By Frank Gormlie
Coming off its trouncing over the last 2 years because of the Orca circuses, SeaWorld has announced that it now plans on building a hotel and resort at its location on the southern rim of Mission Bay. Its hope is that declining attendances and revenues will be halted with a branded hotel right there on its site with its aquatic theme.
Yet, there is trouble afoot for these plans. SeaWorld needs to re-appraise the project, for the last time a major hotel was planned for that area of Mission Bay – it ended in disaster. In the early 1980s, Ramada wanted to build a resort – and the city had given the go-ahead.
But when it came time to begin construction, it was uncovered that a toxic landfill sat beneath all that sand. The old Mission Bay Landfill.

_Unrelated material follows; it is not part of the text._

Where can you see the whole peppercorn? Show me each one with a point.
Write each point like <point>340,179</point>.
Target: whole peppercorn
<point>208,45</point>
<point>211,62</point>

In turns out, that back in the early Eighties, the City of San Diego had entirely forgotten about the history of that section of Mission Bay. It turns out, the City ran an domestic and industrial landfill from 1952 through 1959 right there on the southern edge of Mission Bay, the largest aquatic park on the West Coast.
The City, the Navy, and the aerospace industry all poured their waste or dumped barrels of toxins into unlined sand pits at the site, located between what’s now I-5, south to the San Diego River, north to the water of the Bay, and west into land now occupied by parking lots and … SeaWorld.